Fraud Blocklist Management
Fraud blocklists work really well to stop fake online ad scams. People who run ad campaigns put these lists together. The lists include IP addresses, apps, and websites known to be fake. These lists keep those bad sources from getting paid ad views. It’s really important to update these lists regularly. Updates should use new data and info about new scam trends. That’s all the key takeaways to remember.
- Spotting IVT is an important part of stopping automated ad fraud. It uses special advanced computer rules to do the job. It also draws on information from many different sources.
- The automated systems that run most online ads need to stay honest and reliable. How well they hold up to that standard almost entirely depends on clear shared rules for ad sellers. Those rules require sellers to be fully open about how they handle all ad-related work.
- The Ad Quality Score helps put higher-quality ads first. We use a fraud blocklist system to watch where ads go. This system stops ads from being sent to known scam spots.
FAQ
What is IVT detection in programmatic ad fraud prevention?
Industry experts say IVT detection has a clear purpose. It tells real user interactions apart from fake ones. To understand invalid traffic, you first spot its different types. People collect data from all kinds of different sources. One source is global views from automated online ad campaigns. Advanced algorithms are a really important part of this process. We explained how these algorithms work in our [IVT Detection Algorithms] Analysis.
How to implement seller transparency standards for ad fraud prevention?
Amit Shetty thinks tools like sellers.json and SupplyChain Object are really useful. Sellers should take responsibility for how good their stock is. Doing this makes buyers feel much more confident in their purchases. Following these standard industry rules can fight ad fraud on a very large scale.
Steps for creating an effective ad quality scoring system
Clinical trial results show a good ad scoring system needs to check three key things. First, it checks if people can actually see the ad. It also checks if people interact with the ad. Finally, it makes sure the ad follows common industry rules. First, you have to clearly define each of these three factors. Next, you give a score to each separate factor. You should review and update these scores regularly. This system helps you put the best ads first. It also makes sure you get the most out of your ad budget.
IVT detection algorithms vs traditional fraud prevention methods: What’s the difference?

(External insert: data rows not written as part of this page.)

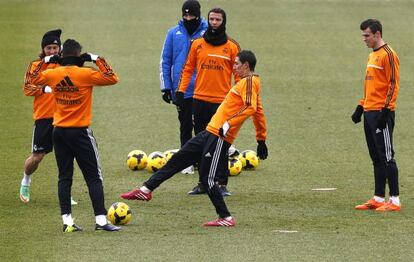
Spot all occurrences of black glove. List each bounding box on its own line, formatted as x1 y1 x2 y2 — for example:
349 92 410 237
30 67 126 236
219 121 230 137
43 55 60 64
175 91 184 107
80 53 99 63
257 140 267 160
351 105 364 124
161 89 171 104
377 107 391 130
80 53 92 62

Old fraud prevention methods follow set, standard rules. IVT detection works very differently from these old methods. It uses smart machine learning tools, including CNNs. These programs can sift through massive amounts of data that comes from many different sources. One common data source is ad views from global automated ad campaigns. Old fraud tools cannot update to match new scammer tricks, but IVT tools can.